Google announced last week at KubeCon 2025 that it successfully built and ran a 130,000-node Kubernetes cluster in experimental mode—doubling the official GKE limit of 65,000 nodes. Published November 21, this makes it the largest known Kubernetes cluster in existence. The timing is striking: just two days later, ByteIota covered companies abandoning Kubernetes due to operational complexity. While some organizations ditch K8s, Google just doubled its limits.
Engineering Extreme Scale: Three Critical Breakthroughs
Google had to overcome three major technical challenges to reach 130,000 nodes. First, extreme read amplification: every kubelet constantly hitting the API server creates overwhelming database load at scale. Second, storage backend scalability—standard etcd fundamentally cannot horizontally scale. Third, workload-level scheduling complexity, where pod-level scheduling proves insufficient for AI jobs requiring gang scheduling.
The solutions showcase impressive engineering. Consistent Reads from Cache (KEP-2340) enables the API server to serve strongly consistent data from memory, reducing database load by 3x and cutting CPU usage by 30%. For storage, Google deployed a proprietary Spanner-based distributed system with 20+ shards that achieves 40% better latency than monolithic etcd while handling 13,000 QPS and managing over 1 million objects.
Kueue handles gang scheduling at scale. During Google’s benchmark, it preempted 39,000 pods in 93 seconds to accommodate higher-priority workloads—achieving “almost instantaneous” workload switching. The cluster sustained 1,000 pods per second throughput with pod startup latency under 5 seconds cluster-wide.
Here’s what matters: these innovations aren’t just for mega-clusters. Google’s engineering team notes that “the innovations we developed to reach 130,000 nodes also harden GKE’s core systems for extreme usage, which creates substantial headroom for average clusters.” If you’re running a 1,000-node cluster, you benefit from KEP-2340’s cache improvements without changing anything.
Why Extreme Scale Stops at 100,000 Nodes
Google predicts demand for large clusters will stabilize around 100,000 nodes. The limiting factor has fundamentally shifted: power constraints have replaced chip supply as the primary bottleneck. A single NVIDIA GB200 GPU consumes 2,700 watts. An entire GB200 NVL72 rack requires 120 kilowatts. Scale that to 100,000+ nodes and you need hundreds of megawatts distributed across multiple data centers.
This is what Google calls the “Gigawatt AI era”—where foundational model creators drive demand for unprecedented computational power, but power infrastructure becomes the real constraint. It’s not about how many GPUs you can buy; it’s about how much power you can provision. This explains why Google is investing in MultiKueue for cross-cluster orchestration rather than pushing single-cluster scale to 200,000 or 500,000 nodes.
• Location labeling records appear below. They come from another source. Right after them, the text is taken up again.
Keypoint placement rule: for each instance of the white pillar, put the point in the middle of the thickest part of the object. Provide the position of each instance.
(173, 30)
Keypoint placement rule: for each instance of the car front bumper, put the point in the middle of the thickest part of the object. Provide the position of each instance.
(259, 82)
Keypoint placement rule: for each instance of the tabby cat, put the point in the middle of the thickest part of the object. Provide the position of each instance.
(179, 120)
Physics imposes practical limits.
While Companies Ditch Kubernetes, Google Doubles Down
ByteIota published “Kubernetes Exodus: Why Companies Ditch K8s in 2025” on November 23—just two days after Google’s announcement. The tension is fascinating: while many organizations abandon Kubernetes due to operational complexity and overhead, Google demonstrates it can scale to unprecedented levels. Both narratives are true.
The key insight: extreme scale requires massive custom engineering. Google’s 130,000-node cluster runs on proprietary Spanner-based storage, custom API server optimizations, and specialized control plane components that most organizations cannot and will not build. The official GKE limit remains 65,000 nodes. Google’s achievement is experimental, not generally available. Standard Kubernetes hits limits around 5,000-15,000 nodes without custom engineering.
The lesson: assess your actual needs. Don’t build a 130,000-node cluster because Google did. Kubernetes complexity is a real problem for most organizations—hence the exodus. And Kubernetes can scale to extreme levels with hyperscaler-level engineering investment. If your workloads fit comfortably in a 5,000-node cluster, you don’t need Google’s custom solutions. The innovations (KEP-2340, Kueue) are open-source and beneficial across all cluster sizes, but the extreme scale itself isn’t relevant to typical organizations.
Key Takeaways
- Kubernetes can scale to 130,000 nodes, but requires massive custom engineering (proprietary storage, API server optimizations) that 99% of organizations won’t undertake.
- The innovations developed benefit all cluster sizes—cache improvements and gang scheduling capabilities aren’t exclusive to mega-clusters.
- Power constraints now limit AI infrastructure scale more than chip supply, fundamentally changing how organizations plan large deployments.
- Most organizations don’t need more than 10,000 nodes—assess your actual requirements rather than following hyperscaler patterns.
- The “Kubernetes Exodus” and Google’s achievement are both valid perspectives on the same trade-off: complexity versus capability.